Je ne fus pas très étonné qu’elle ne voulût pas recevoir cette lettre, que je lui offrais tout simplement ; c’eût été déjà accorder quelque chose, et je m’attends à une plus longue défense. Après cette tentative, qui n’était qu’un essai fait en passant, je mis une enveloppe à ma lettre ; et prenant le moment de la toilette, où Mme de Rosemonde et la femme de chambre étaient présentes, je la lui envoyai par mon chasseur, avec ordre de lui dire que c’était le papier qu’elle m’avait demandé. J’avais bien deviné qu’elle craindrait l’explication scandaleuse que nécessiterait un refus : en effet, elle prit la lettre ; et mon ambassadeur, qui avait ordre d’observer sa figure, et qui ne voit pas mal, n’aperçut qu’une légère rougeur et plus d’embarras que de colère.

Je me félicitais donc : bien sûr, ou qu’elle garderait cette lettre, ou que si elle voulait me la rendre, il faudrait qu’elle se trouvât seule avec moi, ce qui me donnerait une occasion de lui parler. Environ une heure après, un de ses gens entre dans ma chambre et me remet, de la part de sa maîtresse, un paquet d’une autre forme que le mien, et sur l’enveloppe duquel je reconnais l’écriture tant désirée.
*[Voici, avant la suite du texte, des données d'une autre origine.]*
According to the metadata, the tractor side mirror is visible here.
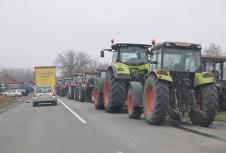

J’ouvre avec précipitation. C’était ma lettre elle-même, non décachetée et pliée seulement en deux. Je soupçonne que la crainte que je ne fusse moins scrupuleux qu’elle sur le scandale, lui a fait employer cette ruse diabolique.

Vous me connaissez ; je n’ai pas besoin de vous peindre ma fureur. Il fallut pourtant reprendre son sang-froid, et chercher de nouveaux moyens. Voici le seul que je trouvai.

On va d’ici, tous les matins, chercher les lettres à la poste, qui est environ à trois quarts de lieue : on se sert, pour cet objet, d’une boîte couverte à peu près comme un tronc, dont le maître de la poste a une clef et Mme de Rosemonde l’autre. Chacun y met ses lettres dans la journée, quand bon lui semble : on les porte le soir à la poste, et le matin on va chercher celles qui sont arrivées. Tous les gens, étrangers ou autres, font ce service également. Ce n’était pas le tour de mon domestique ; mais il se chargea d’y aller, sous le prétexte qu’il avait affaire de ce côté.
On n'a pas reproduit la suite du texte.